Est-ce que ça serait ça, avoir hâte à Noël ? — Dans l’enfant, Dieu accomplit sa promesse. Sa Parole est venue pleine chair. Toute personne qui l’accueille avec foi a le pouvoir de devenir enfant de Dieu… Ça, nous le sommes déjà ! Mais l’image du Fils semée en nous est déformée par nos fragilités. Son chemin dévoyé, sa vraie fidélité trahie, sa vitalité blessée à mort par nos péchés.

Le Psaume 24 épelle la hâte de Noël. Nous n’en avons ce matin que quelques versets. Il vaut d’être prié en entier. Comme tous les psaumes acrostiches, il chante l’amour de Dieu de A à Z. En le priant, on passe du chemin à suivre à l’Alliance à vivre. De l’humble reconnaissance des égarements à la fidélité qui pardonne et remet en route. C’est le B.A. BA du bonheur.

Soyons clairs ! — La Parole entendue ce matin ne raconte pas Noël. Ni quand un prophète associé à Jérémie réunit les frères ennemis, Israël et Juda. Ni quand il voit refleurir la dynastie de David éteinte depuis des siècles. Ni quand il célèbre le retour de l’exil vers un monde de justice, vers la gloire rebâtie de Jérusalem. Ni quand le Psaume appelle à la conversion, quand il en appelle à l’infinie bonté et tendresse de Dieu. Ni quand Paul nous veut de plus en plus amour….
La Parole du jour ne raconte pas une histoire. Elle creuse le désir. Elle suscite l’espérance. Elle réveille la hâte de voir la promesse entièrement accomplie. Elle ne s’accroche pas au passé, à de doux rêves et souvenirs d’enfance. Elle proclame l’À-venir. Voici venir des jours. J’accomplirai ma promesse de bonheur, oracle du Seigneur. En ce temps-là… Lors de la venue de notre Seigneur.

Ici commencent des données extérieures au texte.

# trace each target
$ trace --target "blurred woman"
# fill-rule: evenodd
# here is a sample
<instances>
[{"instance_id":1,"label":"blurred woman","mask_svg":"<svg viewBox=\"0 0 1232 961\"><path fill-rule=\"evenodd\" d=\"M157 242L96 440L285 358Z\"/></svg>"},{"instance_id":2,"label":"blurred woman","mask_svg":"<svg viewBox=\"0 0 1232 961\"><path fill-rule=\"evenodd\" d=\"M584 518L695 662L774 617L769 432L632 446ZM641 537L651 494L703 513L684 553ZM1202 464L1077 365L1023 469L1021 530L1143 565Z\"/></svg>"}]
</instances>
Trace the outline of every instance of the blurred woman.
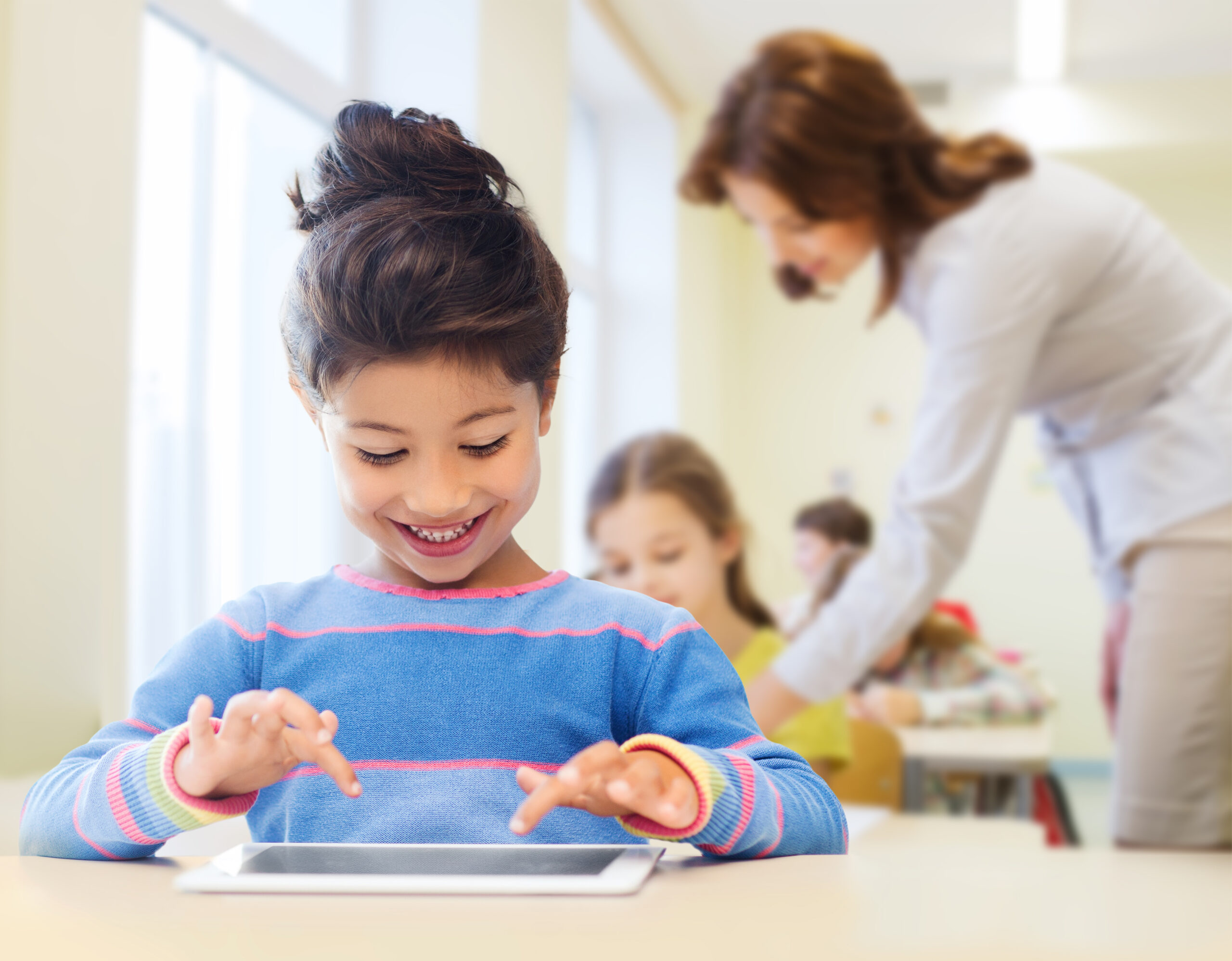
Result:
<instances>
[{"instance_id":1,"label":"blurred woman","mask_svg":"<svg viewBox=\"0 0 1232 961\"><path fill-rule=\"evenodd\" d=\"M824 296L876 253L876 314L897 304L929 347L882 536L753 685L763 727L841 691L920 620L1032 412L1109 600L1129 602L1108 658L1115 835L1232 843L1227 291L1137 201L995 133L940 136L876 54L825 33L761 44L681 190L756 228L787 297Z\"/></svg>"}]
</instances>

Année après année, nous refaisons des voeux de bonheur, de joie, de paix. Pas seulement, pour nos amours et nos proches. Noël nous élargit le coeur à tous les hommes, toutes les femmes de bonne volonté. Année après année, sans nous lasser. Malgré nos résistances et misères que nous n’arrivons pas à dépasser. Malgré celles du monde, infinies et à l’évidence invincibles.

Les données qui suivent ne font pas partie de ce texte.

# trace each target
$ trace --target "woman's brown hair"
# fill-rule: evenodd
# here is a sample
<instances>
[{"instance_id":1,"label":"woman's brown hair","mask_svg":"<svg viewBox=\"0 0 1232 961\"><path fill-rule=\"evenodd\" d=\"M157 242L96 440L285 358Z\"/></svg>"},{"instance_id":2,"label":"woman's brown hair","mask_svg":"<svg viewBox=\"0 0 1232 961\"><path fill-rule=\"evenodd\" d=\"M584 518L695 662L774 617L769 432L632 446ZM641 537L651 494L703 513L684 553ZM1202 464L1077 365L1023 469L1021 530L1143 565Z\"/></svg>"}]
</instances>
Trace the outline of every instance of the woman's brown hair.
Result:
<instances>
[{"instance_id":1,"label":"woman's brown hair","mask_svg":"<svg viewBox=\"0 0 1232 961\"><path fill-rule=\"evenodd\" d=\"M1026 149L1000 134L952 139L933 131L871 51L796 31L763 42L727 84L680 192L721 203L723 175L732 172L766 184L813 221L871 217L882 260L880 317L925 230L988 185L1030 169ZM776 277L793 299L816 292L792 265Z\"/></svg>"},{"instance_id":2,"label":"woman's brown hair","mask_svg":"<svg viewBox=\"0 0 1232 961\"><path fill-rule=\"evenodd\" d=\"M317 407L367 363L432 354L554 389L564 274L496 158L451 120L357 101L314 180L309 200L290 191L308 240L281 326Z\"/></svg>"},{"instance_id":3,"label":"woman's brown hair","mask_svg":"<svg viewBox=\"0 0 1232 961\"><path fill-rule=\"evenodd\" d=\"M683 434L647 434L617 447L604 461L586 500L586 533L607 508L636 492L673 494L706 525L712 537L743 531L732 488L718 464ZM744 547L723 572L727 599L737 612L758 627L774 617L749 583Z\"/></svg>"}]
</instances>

Jésus nous parle de sa venue. Non celle de Bethléem. Celle du Fils de l’homme avec puissance et grande gloire. Des signes le précèdent dans le soleil, la lune, les étoiles, sur la terre et dans le fracas de la mer. Les évangiles les ont déjà racontés en essayant de faire voir le sens de la croix de Jésus et de sa résurrection. L’accomplissement de la promesse de Dieu. L’aboutissement cosmique de l’espérance.

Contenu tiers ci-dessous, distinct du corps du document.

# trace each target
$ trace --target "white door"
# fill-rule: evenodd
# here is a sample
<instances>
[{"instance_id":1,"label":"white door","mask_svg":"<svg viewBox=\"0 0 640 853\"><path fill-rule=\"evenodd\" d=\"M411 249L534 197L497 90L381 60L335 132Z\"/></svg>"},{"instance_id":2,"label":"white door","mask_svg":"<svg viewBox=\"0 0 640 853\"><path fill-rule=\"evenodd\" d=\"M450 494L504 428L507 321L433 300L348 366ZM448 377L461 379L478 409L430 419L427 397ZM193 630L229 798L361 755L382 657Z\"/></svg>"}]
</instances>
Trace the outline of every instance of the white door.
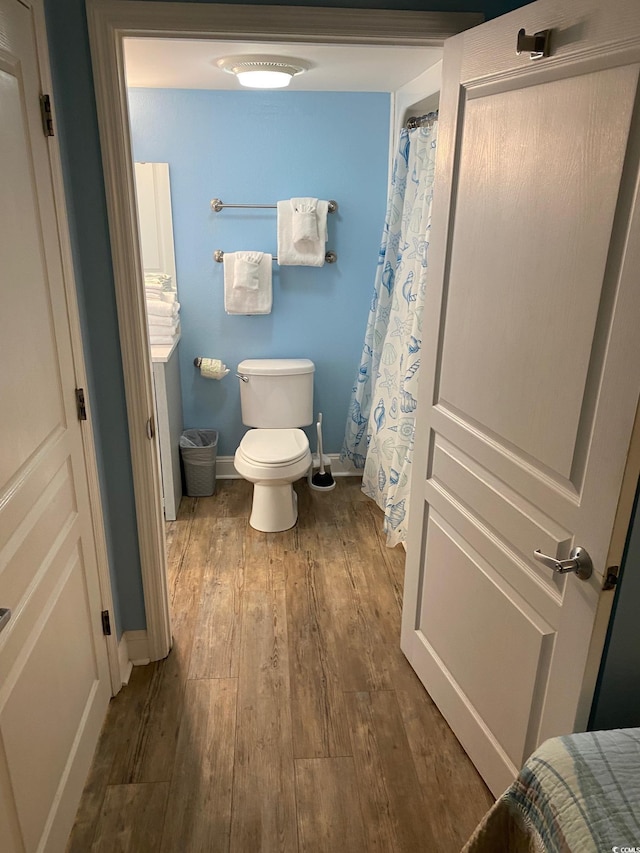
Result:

Redressez-vous, relevez la tête. Restez éveillés, ne laissez pas votre coeur s’alourdir. Laissez plutôt l’Esprit saint nourrir votre espérance dans la prière ! Ce que célèbre l’Avent, ce que nous attendons, ce n’est pas la fin du monde. C’est le Règne du Christ Ressuscité, l’univers recréé en lui, par lui et avec lui, dans la justice, le droit, la fraternité, la paix. L’inimaginable ! Ce que célèbre l’Avent, ce que nous attendons jusque dans notre propre chair, la fragilité de notre condition humaine, c’est le mal à jamais vaincu. Que cette espérance nous fasse tenir debout devant lui quand nous paraîtrons en sa présence. Que son parfait amour nous purifie et nous délivre de toute crainte.